Saturday 14 July 2012

Tales of the past 3




These are the “Sunday” driving reins, for sledges, made approx. 1880. Here reins were usually made in tablet weaving technic as it gives really thick and strong material. Actually as a belt it feels a bit too thick but for durability of reins – just perfect. 

Tablet weaving with cards is traceable to the early Iron Age. The warp yarn is threaded through flat squares of wood that control the direction of the lift. Various patterns are created by the direction of the turn of the tablet or square. 


Actually these reins also has a story to tell. My grand-grand-grand-aunt was driving sledge in 1889, with 3 horses and was speeding. Yes, they were speeding even then!. She didn't took the corner right, sledge turned over and hit her on the back. Her backbone was broken but she manage to survive, drive home and spent in bed another 6 months after the accident until she gave up. She was 83 then. The reins were kept as a reminder that sometimes even the skilled can loose reins...  

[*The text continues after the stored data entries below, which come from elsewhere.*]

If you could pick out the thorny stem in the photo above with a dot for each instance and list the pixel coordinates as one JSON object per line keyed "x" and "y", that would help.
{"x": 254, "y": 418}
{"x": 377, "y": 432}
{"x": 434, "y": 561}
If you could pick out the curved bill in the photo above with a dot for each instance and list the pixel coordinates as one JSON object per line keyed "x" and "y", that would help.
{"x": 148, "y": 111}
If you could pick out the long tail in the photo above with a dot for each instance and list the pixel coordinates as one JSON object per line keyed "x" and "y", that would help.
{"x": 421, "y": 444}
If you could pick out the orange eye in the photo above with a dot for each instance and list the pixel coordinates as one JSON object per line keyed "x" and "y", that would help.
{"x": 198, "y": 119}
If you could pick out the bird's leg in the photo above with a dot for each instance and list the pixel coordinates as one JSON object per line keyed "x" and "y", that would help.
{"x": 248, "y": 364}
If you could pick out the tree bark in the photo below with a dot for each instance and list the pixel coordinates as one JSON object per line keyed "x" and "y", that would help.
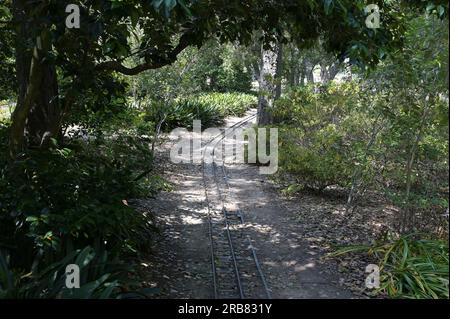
{"x": 279, "y": 71}
{"x": 37, "y": 115}
{"x": 266, "y": 85}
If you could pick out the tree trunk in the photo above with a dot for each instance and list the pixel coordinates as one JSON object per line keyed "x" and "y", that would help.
{"x": 266, "y": 85}
{"x": 279, "y": 71}
{"x": 37, "y": 115}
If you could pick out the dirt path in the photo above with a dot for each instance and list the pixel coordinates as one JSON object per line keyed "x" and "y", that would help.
{"x": 181, "y": 264}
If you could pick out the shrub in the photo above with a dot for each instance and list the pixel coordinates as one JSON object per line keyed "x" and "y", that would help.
{"x": 235, "y": 104}
{"x": 410, "y": 267}
{"x": 210, "y": 108}
{"x": 56, "y": 201}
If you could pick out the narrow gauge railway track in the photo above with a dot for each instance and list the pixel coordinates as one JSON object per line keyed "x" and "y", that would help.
{"x": 236, "y": 270}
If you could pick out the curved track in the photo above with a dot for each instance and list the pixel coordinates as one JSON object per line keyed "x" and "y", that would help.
{"x": 236, "y": 270}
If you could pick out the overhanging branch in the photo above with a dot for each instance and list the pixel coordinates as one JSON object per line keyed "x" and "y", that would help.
{"x": 119, "y": 67}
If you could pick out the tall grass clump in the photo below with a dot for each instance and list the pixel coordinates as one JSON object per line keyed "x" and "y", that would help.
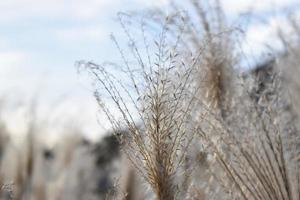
{"x": 154, "y": 106}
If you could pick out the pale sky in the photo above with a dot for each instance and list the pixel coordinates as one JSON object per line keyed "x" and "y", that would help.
{"x": 40, "y": 40}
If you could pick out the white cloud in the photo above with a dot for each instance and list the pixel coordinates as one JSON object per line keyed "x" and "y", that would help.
{"x": 92, "y": 33}
{"x": 18, "y": 9}
{"x": 9, "y": 60}
{"x": 236, "y": 6}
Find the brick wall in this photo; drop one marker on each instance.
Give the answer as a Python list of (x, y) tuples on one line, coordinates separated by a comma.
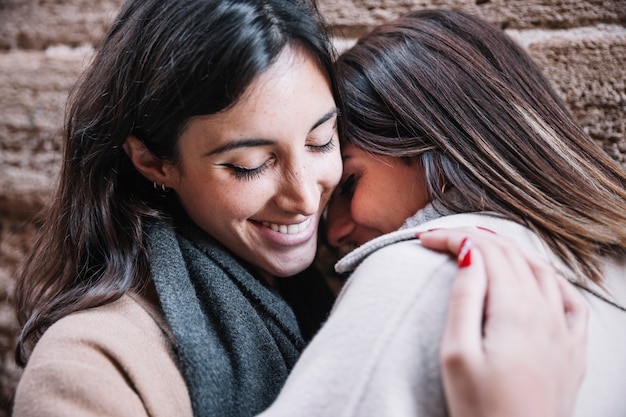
[(44, 45)]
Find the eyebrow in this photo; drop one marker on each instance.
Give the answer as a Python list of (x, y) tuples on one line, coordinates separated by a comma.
[(250, 143)]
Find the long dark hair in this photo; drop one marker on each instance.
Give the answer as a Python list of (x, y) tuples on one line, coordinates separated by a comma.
[(161, 63), (460, 95)]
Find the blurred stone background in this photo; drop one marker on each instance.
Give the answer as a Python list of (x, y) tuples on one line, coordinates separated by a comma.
[(44, 45)]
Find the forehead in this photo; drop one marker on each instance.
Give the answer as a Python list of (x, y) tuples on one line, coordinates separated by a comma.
[(285, 101)]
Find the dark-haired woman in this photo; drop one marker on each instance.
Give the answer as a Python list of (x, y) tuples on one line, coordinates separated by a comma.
[(451, 124)]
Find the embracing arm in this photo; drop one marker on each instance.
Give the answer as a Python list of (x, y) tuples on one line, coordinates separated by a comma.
[(515, 338)]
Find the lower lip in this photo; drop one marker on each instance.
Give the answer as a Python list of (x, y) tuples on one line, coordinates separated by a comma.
[(283, 239)]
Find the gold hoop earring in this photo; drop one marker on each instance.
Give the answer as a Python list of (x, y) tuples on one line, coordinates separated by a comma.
[(162, 186)]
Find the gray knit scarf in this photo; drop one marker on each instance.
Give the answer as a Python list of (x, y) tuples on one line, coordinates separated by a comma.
[(236, 339)]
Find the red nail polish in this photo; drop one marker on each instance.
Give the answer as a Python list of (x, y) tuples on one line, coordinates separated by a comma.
[(464, 258)]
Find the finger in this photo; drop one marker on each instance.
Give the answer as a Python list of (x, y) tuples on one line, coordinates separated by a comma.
[(463, 332), (450, 240)]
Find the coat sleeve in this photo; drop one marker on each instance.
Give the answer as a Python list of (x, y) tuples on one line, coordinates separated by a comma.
[(113, 360), (72, 377), (378, 353)]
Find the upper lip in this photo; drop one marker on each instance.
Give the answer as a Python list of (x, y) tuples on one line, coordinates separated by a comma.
[(285, 226)]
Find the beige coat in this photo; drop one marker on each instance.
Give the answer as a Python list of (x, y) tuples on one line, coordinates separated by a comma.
[(378, 354), (122, 355)]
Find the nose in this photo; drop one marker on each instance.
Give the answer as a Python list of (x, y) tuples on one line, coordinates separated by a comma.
[(300, 191), (339, 223)]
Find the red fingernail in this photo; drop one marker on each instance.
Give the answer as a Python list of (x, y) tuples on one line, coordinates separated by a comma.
[(464, 258)]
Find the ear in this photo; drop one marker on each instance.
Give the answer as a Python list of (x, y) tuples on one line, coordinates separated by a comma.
[(151, 167)]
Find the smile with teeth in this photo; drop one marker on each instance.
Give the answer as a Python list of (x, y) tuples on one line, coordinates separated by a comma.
[(288, 229)]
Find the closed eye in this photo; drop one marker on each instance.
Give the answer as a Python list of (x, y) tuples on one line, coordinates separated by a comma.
[(246, 174)]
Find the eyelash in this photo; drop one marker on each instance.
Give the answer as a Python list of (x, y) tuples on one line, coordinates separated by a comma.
[(327, 147), (247, 174)]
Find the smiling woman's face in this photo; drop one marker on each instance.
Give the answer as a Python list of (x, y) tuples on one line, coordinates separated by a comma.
[(257, 176), (376, 195)]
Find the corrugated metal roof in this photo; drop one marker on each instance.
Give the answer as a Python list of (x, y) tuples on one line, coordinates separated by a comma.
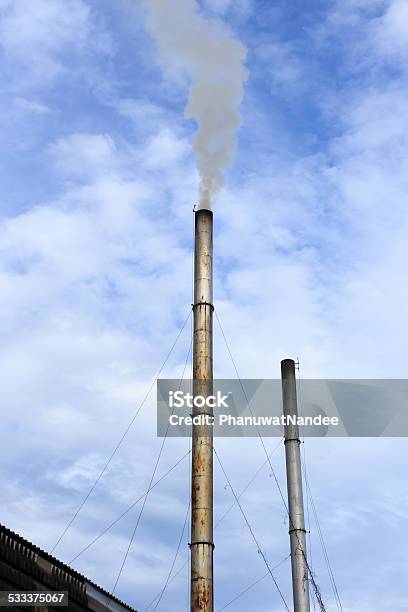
[(72, 575)]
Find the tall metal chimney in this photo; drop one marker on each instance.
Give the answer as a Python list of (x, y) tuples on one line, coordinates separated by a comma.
[(202, 544), (297, 532)]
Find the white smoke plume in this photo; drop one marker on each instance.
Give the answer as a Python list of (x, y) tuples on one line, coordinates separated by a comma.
[(214, 60)]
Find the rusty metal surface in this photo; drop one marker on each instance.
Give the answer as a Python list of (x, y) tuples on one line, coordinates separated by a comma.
[(202, 596)]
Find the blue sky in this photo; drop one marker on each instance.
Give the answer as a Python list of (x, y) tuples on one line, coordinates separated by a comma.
[(97, 184)]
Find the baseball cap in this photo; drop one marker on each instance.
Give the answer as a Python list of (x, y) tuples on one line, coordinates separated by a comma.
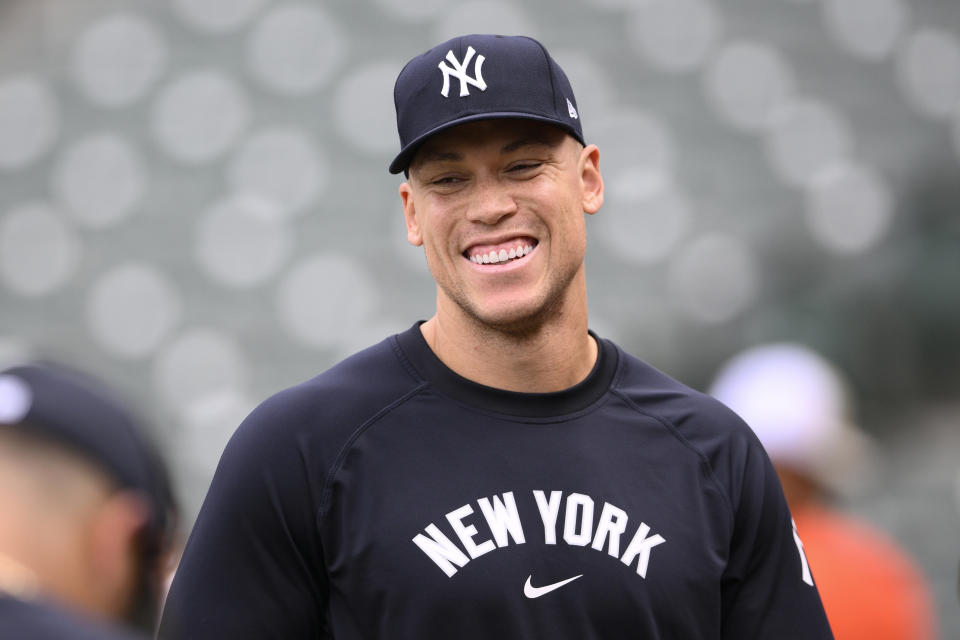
[(478, 77), (74, 410)]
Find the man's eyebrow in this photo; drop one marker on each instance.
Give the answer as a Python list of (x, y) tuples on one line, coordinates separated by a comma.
[(438, 155), (527, 142)]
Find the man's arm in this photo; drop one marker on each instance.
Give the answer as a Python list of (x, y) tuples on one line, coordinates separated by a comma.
[(253, 566), (769, 588)]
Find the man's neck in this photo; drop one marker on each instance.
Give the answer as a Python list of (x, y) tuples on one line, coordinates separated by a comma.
[(554, 356)]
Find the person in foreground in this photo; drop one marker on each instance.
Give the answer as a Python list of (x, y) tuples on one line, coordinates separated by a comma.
[(86, 512), (497, 471)]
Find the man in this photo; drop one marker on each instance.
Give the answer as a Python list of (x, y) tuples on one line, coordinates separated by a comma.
[(497, 471), (86, 508), (799, 405)]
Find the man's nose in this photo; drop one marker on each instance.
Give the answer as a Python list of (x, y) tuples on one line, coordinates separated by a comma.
[(491, 203)]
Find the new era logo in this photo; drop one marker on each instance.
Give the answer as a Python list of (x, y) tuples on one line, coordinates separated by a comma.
[(459, 71)]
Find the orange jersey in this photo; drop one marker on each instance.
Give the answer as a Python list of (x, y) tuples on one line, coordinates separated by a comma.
[(870, 589)]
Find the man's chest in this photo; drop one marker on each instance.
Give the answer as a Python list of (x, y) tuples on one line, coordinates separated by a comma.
[(584, 523)]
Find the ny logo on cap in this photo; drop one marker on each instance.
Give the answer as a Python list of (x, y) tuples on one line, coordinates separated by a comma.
[(460, 72)]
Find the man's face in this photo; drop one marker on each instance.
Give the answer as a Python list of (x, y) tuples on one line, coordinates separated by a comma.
[(498, 206)]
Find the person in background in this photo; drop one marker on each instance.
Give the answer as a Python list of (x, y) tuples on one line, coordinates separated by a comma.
[(86, 511), (800, 407)]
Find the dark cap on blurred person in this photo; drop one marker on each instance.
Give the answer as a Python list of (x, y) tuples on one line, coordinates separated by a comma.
[(65, 407), (479, 77)]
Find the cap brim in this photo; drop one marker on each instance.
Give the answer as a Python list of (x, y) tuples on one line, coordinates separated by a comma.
[(402, 161)]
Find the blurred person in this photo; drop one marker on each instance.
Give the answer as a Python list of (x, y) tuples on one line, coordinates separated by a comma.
[(800, 406), (86, 510), (497, 470)]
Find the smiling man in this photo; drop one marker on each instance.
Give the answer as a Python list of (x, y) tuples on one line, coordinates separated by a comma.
[(498, 470)]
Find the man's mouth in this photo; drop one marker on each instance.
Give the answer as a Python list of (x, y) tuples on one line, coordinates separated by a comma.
[(496, 255)]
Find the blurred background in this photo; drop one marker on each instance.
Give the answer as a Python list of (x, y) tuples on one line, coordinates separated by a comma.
[(194, 203)]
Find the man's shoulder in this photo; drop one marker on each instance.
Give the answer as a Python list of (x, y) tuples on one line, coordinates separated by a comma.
[(698, 418), (345, 394)]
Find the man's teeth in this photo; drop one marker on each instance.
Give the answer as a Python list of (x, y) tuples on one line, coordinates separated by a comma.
[(502, 256)]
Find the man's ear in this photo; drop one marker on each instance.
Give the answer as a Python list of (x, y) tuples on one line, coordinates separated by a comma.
[(591, 181), (414, 236)]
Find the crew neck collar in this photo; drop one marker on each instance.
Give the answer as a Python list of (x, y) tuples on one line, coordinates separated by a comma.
[(526, 405)]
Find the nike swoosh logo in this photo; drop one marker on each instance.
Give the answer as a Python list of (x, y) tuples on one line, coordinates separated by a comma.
[(535, 592)]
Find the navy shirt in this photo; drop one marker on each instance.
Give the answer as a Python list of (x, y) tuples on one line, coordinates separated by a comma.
[(40, 620), (391, 498)]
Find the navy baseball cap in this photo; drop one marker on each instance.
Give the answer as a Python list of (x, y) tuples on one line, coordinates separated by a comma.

Sometime when I think about my family's ladies of the past I feel shame about all the fun I am missing. They really lived in full force, these old ladies of the past. 






If my great grandma managed to weave a long posh reins, my grandma already had different interests so only few samples had been left, made by her. Her childhood fell in WWI and later there were no much need for Sunday reins anymore, priorities were sheets and towels...  But still - for learning purposes - they needed to do a bit of this and that - who knows what they might need later.... 

And by this reason my grandma also showed me how to do things as well. Just for the knowledge bit... so its not lost... I was not able to find any tablet woven samples done by me but I remember how I was making them as a child. But I find one in other technic, done on pencils. 
 
So now there are samples of 3 generations in one post. Sadly my mum missed all this fun - her childhood fell in WWII when were different priorities and later she went to college and the right time was lost - she barely learnt how to knit only but never enjoyed that. She was sewing a lot instead. And made many, many other things.